Jeffrey D. Stein is a public defender in the District.
This month, the Justice Department released a report confirming what Baltimore residents have long known: The city’s police department suffers from rampant racial bias. But the problem of police misconduct is not limited to Baltimore or the nearly two dozen other cities under investigation by the Justice Department. The nationwide epidemic persists, in large part, because of laws and policies that screen police misconduct from public view.
For an example of how jurisdictions across the country obstruct public access to misconduct information, the Justice Department need look no further than the District, where I work as a public defender. In Washington, police misconduct files are kept secret by the D.C. police department and the Office of Police Complaints (OPC), an entity charged with investigating certain types of misconduct.
The OPC is required by statute to be independent of the police department, yet like many police oversight bodies, its objectivity is questionable at best; of the 526 complaints closed in fiscal 2015, only eight resulted in sustained findings of misconduct. Although the OPC publishes its final decisions online, it redacts officers’ names so there is no meaningful way to monitor individual officers.
The OPC also will not disclose officer misconduct information in response to Freedom of Information Act requests, citing officers’ privacy interests. Likewise, the Metropolitan Police Department does not disclose information related to misconduct — whether investigated internally or by the OPC — to the public at all. While officers are certainly entitled to privacy in their personal lives, their uniquely powerful and public professional role means that community members have a special interest in knowing when they break the rules. Keeping misconduct secret shields officers’ misbehavior from public scrutiny and enables unscrupulous officers to continue operating without accountability to the communities they serve.

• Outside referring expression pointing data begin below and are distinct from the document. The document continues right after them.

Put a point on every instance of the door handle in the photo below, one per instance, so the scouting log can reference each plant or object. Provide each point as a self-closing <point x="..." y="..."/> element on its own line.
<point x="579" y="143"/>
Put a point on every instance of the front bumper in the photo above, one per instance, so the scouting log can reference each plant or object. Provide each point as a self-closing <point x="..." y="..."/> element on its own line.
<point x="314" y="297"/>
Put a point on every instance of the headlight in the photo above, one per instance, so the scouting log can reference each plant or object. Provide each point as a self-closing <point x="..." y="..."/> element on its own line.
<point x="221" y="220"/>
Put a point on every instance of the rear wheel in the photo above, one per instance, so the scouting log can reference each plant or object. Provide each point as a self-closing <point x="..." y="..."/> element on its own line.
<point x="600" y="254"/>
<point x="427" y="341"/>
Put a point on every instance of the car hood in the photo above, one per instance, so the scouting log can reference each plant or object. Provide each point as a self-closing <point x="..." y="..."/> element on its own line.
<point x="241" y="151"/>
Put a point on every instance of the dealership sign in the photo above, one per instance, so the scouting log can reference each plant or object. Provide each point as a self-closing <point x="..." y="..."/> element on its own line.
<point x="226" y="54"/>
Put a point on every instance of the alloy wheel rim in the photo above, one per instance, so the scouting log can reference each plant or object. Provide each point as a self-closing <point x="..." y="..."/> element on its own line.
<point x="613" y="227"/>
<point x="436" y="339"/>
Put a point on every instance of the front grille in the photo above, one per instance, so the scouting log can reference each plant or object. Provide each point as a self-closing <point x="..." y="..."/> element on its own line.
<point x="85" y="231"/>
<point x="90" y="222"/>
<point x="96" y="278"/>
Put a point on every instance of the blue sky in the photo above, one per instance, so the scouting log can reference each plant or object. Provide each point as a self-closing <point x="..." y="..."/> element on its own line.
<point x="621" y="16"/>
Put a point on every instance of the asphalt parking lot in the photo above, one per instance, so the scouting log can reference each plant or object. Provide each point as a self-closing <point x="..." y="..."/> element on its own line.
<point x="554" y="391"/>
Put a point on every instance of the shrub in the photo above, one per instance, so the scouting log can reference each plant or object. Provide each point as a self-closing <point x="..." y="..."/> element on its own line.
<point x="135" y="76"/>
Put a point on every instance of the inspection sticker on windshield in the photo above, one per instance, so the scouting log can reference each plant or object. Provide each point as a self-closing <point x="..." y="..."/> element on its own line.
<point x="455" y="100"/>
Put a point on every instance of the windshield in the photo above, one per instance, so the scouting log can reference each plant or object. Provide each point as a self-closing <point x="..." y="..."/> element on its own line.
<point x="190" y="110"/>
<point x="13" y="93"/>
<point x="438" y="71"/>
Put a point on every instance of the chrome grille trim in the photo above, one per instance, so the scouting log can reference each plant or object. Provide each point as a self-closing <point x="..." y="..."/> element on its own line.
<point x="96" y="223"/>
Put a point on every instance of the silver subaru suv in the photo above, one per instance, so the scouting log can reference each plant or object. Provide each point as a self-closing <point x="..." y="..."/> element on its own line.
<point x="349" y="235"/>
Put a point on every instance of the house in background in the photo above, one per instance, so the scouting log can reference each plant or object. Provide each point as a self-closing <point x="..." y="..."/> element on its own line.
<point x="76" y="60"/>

The nation’s capital is not alone. According to a review by the New York public radio station WNYC, in 23 states, police-misconduct information is effectively confidential. In 15 states, misconduct information is mostly kept from the public except under certain circumstances — for instance, in cases involving particularly severe disciplinary actions such as suspension or termination. That leaves just 12 states in which police disciplinary information is generally available to the public. When legislators in restrictive states try to implement more common-sense disclosure policies, they face fierce opposition from the law-enforcement lobby. Just last May in California, police unions joined forces with prosecutors to defeat a bill that would have made those records public.
In criminal cases, access to misconduct information is critical — and constitutionally mandated — so that jurors can make informed decisions about the credibility of testifying officers and their investigations. These materials are all the more essential in the countless gun, drug and assault-on-police-officer cases in which officers are the only witnesses. In those cases, the phenomenon of “testilying” — lawyer speak for police perjury on topics such as whether a defendant resisted arrest, tossed a gun or bag of drugs before officers found one on the ground, or made an unrecorded confession — is not uncommon.
Unfortunately, even well-meaning prosecutors often fail to make accurate disclosures about officer witnesses because of reliance on error-ridden internal databases. I have seen complaints mistakenly labeled as not sustained (and therefore not disclosed to the defense) that defense investigation later revealed had been sustained, and egregious conduct miscategorized as minor. In one case, I did not learn until months after a trial that the lead detective in the case had been previously found by a judge to have lied under oath. Even then, my discovery was accidental in an unrelated case — not through any disclosure by the prosecutor. If documentation of the officer’s lying under oath had been public, I could have found and examined it myself prior to trial instead of relying blindly on a prosecutor’s search of an unverifiable and faulty internal database.
When it comes to police misconduct, transparency serves the interest of everyone — not just wrongfully accused defendants who could use the information to rebut the testimony of untruthful officers. It benefits the many officers who do their jobs correctly, as they gain community members’ trust and cooperation without having their reputation spoiled by the bad apples. It benefits police departments that can more easily spot officers with troubled track records — such as the Chicago police officer who killed Laquan McDonald — and remove them before they make unerasable mistakes. It benefits prosecutors whose duty, as the American Bar Association Model Code of Professional Responsibility states, “is to seek justice, not merely to convict.” Most important, it benefits communities by empowering them to police their police.
The problems documented by the Justice Department in Baltimore are extreme but not isolated. When police misconduct is properly monitored and made public, rather than guarded by opaque administrative bodies and broken internal tracking systems, policing practices change for the better. Communities become safer. Prosecutions become more honest. And, as civilians, we become able to trust those enforcing the laws to protect us, rather than worrying about whether we need to be protected from them.